More than one in ten adults have stopped contributing to their company pension or are planning to stop because their incomes have been squeezed by the cost of living crisis.
About 5 per cent of adults have ended contributions into their pension pots to save money as inflation hits a 40- year high of 9.4 per cent.
A further 6 per cent are thinking about pausing contributions and 9 per cent may consider doing so, according to an Opinium survey of 2,000 adults commissioned by Canada Life, the insurance and financial services group.
About eight in ten working adults had a pension in April 2020, up from fewer than five in ten in 2012 before the automatic enrolment scheme — which requires eligible employees to opt out rather than opt in to a pension — was introduced. The proportion of working adults with a pension rose until 2020, the first year to record stagnant levels of participation, figures from the Office for National Statistics show.

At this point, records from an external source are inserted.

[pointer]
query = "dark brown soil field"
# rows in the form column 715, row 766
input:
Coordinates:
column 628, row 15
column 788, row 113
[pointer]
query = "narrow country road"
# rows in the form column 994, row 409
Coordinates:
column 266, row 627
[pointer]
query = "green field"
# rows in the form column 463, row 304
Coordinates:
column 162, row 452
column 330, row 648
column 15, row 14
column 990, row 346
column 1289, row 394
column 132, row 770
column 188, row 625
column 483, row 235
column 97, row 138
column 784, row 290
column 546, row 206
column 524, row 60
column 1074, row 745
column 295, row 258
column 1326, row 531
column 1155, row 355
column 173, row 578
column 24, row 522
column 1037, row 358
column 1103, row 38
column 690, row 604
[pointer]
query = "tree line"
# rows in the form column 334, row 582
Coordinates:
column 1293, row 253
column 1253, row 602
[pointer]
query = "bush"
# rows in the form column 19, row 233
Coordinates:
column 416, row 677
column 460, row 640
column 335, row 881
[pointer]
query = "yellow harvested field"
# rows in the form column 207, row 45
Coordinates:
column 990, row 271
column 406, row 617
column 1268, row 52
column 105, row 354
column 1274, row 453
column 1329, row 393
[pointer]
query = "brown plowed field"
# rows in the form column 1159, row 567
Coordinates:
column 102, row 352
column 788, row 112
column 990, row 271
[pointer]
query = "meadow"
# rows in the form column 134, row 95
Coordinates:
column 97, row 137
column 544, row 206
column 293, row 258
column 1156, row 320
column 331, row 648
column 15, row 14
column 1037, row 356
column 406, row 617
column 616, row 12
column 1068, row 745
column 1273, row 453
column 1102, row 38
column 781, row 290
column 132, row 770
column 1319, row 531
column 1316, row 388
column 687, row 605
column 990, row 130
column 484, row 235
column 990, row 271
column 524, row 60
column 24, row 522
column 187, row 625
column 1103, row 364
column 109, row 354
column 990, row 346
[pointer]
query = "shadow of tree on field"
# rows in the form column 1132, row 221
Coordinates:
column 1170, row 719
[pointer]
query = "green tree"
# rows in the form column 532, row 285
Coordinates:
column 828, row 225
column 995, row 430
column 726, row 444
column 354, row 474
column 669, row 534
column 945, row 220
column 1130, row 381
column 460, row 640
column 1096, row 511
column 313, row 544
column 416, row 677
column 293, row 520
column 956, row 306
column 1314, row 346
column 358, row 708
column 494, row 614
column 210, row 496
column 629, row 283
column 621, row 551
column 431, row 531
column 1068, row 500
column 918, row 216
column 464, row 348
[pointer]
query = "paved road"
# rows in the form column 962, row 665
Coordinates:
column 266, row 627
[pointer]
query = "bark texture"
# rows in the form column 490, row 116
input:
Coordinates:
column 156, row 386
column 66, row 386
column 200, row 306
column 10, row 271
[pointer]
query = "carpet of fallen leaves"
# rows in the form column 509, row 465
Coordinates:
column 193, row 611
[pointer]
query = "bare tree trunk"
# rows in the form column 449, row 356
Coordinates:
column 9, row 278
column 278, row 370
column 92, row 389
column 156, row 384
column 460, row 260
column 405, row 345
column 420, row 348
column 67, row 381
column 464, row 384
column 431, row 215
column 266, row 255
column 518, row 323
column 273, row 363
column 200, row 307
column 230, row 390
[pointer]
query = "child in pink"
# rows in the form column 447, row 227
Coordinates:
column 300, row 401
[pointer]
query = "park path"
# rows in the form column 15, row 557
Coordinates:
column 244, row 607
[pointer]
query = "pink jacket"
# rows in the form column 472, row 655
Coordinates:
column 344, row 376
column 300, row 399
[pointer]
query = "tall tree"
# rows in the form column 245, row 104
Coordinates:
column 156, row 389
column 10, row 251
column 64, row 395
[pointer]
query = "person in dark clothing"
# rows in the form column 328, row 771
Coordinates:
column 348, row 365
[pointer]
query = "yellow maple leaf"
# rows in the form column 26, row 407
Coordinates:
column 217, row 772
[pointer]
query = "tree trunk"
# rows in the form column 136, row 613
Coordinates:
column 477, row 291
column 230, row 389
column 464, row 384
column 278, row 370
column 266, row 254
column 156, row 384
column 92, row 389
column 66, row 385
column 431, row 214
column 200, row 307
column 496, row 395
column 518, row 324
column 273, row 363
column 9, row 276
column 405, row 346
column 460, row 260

Modelling by Canada Life found that if a worker on £50,000 and 8 per cent pension contributions opted out of a company scheme for a year, it could, depending on their age, lead to a 4 per cent fall in the value of their final pension. Andrew Tully, technical director at Canada Life, said employees considering rejoining their company pensions should be aware they can typically only choose to start or stop contributions once a year.
“It’s understandable that people feeling the pinch are considering opting out,” he said. “Affording food and heating will take priority over saving. However, it’s important to remember to rejoin a scheme as their financial situation improves.”
The squeeze on household finances is expected only to worsen as the year goes on. The Bank of England expects that inflation will exceed 11 per cent in October, when winter energy bills are calculated. The Bank’s rate-setting committee meets today to decide whether to raise interest rates for a sixth consecutive time.